I'm trying to get the webappawait.js example running. I've only had a few hours today so I didn't get too far. I'm mostly struggling with getting my empty OracleDB populated with the HR data. Will continue on this tomorrow. Is there any sample DB available so I don't need to set it up myself?
It looks like the output from those _logStats
calls is from pinging the DB. Did you experience a wait? The goal is to capture the stats when you have a wait.
I've also noticed it doesn't hang forever. After 15 minutes the getConnection() seems to return a connection and the query succeeds. Obviously this 15 minutes is far too long.
Are you sure the time is spent in getConnection
and not execute
?
[edited: ignore this deleted bit!]
Oracle's sample schema files are at https://github.com/oracle/db-sample-schemas
It looks like the output from those
_logStats
calls is from pinging the DB. Did you experience a wait? The goal is to capture the stats when you have a wait.I've also noticed it doesn't hang forever. After 15 minutes the getConnection() seems to return a connection and the query succeeds. Obviously this 15 minutes is far too long.
Are you sure the time is spent in
getConnection
and notexecute
?
Yes, it's a manual ping every 5 minutes (SELECT 1 FROM DUAL). The first time it succeeds (when connection gets created), the second time it hangs on getConnection for 15 minutes. The log Connection received, executing query...
is printed when the getConnection
method returns a connection
Alright, I tested with the webappawait.js
example. It's running on an Azure VM and connecting to an Oracle DB I've setup, also on an Azure VM.
The issue is exactly the same. The first time I open it in browser, the query succeeds. When I wait 5 minutes, the browser seems to timeout, i'm not sure if the getConnection
method actually ever times out.
I've tried changing both poolPingInterval
and poolTimeout
to 5 seconds, but this doesn't change anything.
I've also noticed that when I stop the application after this happens, it hangs on closing the pool. After 8-9 minutes it printed this:
Pool closed
Segmentation fault (core dumped)
Start by adding some debugging statements to webappawait.js to trace what is going on at the app level.
What is your node-oracledb side sqlnet.ora like? And where is it - e.g. how do you know it is being used?
How do you stop it?
Start by adding some debugging statements to webappawait.js to trace what is going on at the app level.
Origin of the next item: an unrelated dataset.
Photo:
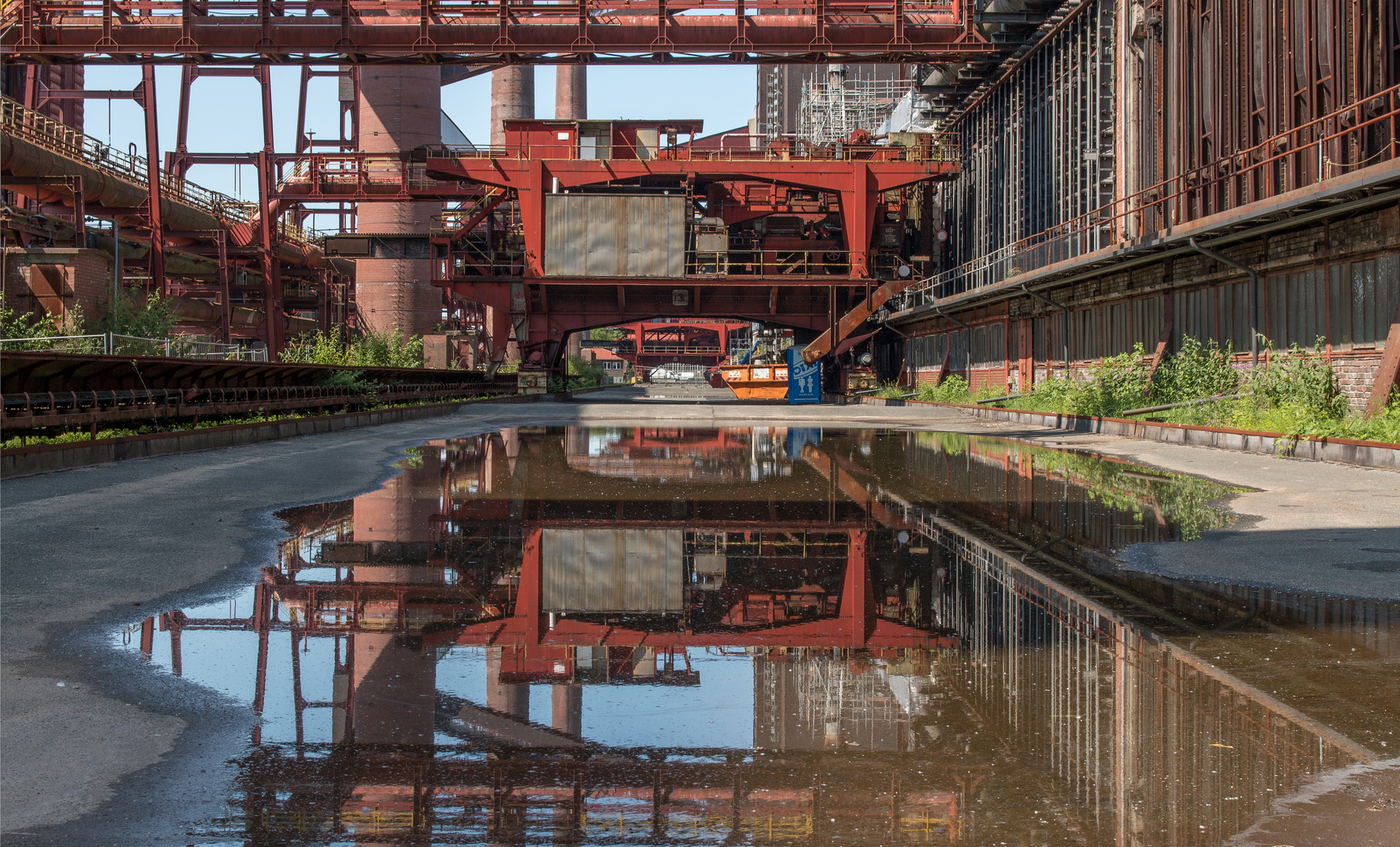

I see the same problems like in my own project. I've added some logs of webappawait.js below
user@localhost:~/oracle-test$ node webappawait.js
Wed Jul 03 2019 09:19:37 GMT+0000 (UTC): Creating pool
Wed Jul 03 2019 09:19:37 GMT+0000 (UTC): Pool created
Server running at http://localhost:7000
Wed Jul 03 2019 09:19:52 GMT+0000 (UTC): Request received, getting connection
Wed Jul 03 2019 09:19:52 GMT+0000 (UTC): connection received, executing query
Wed Jul 03 2019 09:19:52 GMT+0000 (UTC): query executed, showing results
Wed Jul 03 2019 09:19:52 GMT+0000 (UTC): Closing connection
Wed Jul 03 2019 09:19:52 GMT+0000 (UTC): Connection closed
Wed Jul 03 2019 09:20:56 GMT+0000 (UTC): Request received, getting connection
Wed Jul 03 2019 09:20:56 GMT+0000 (UTC): connection received, executing query
Wed Jul 03 2019 09:20:56 GMT+0000 (UTC): query executed, showing results
Wed Jul 03 2019 09:20:56 GMT+0000 (UTC): Closing connection
Wed Jul 03 2019 09:20:56 GMT+0000 (UTC): Connection closed
Wed Jul 03 2019 09:26:10 GMT+0000 (UTC): Request received, getting connection
---- AFTER 15 minutes I decided to stop the application with CTRL + C
^C
Terminating
Pool closed
Segmentation fault (core dumped)
user@localhost:~/oracle-test$
What is your node-oracledb side sqlnet.ora like? And where is it?
I tested both with & without this file. The client is located at /opt/oracle/instantclient_18_3
. The sqlnet.ora file is in /opt/oracle/instantclient_18_3/network/admin
. It currently contains:
DISABLE_OOB=ON
SQLNET.EXPIRE_TIME=1
I also have the environment variable: LD_LIBRARY_PATH=/opt/oracle/instantclient_18_3/:
how do you know it is being used?
I have no idea, I know the client is being used because when I put it in a wrong place, it gives errors. Can you tell me how to detect this?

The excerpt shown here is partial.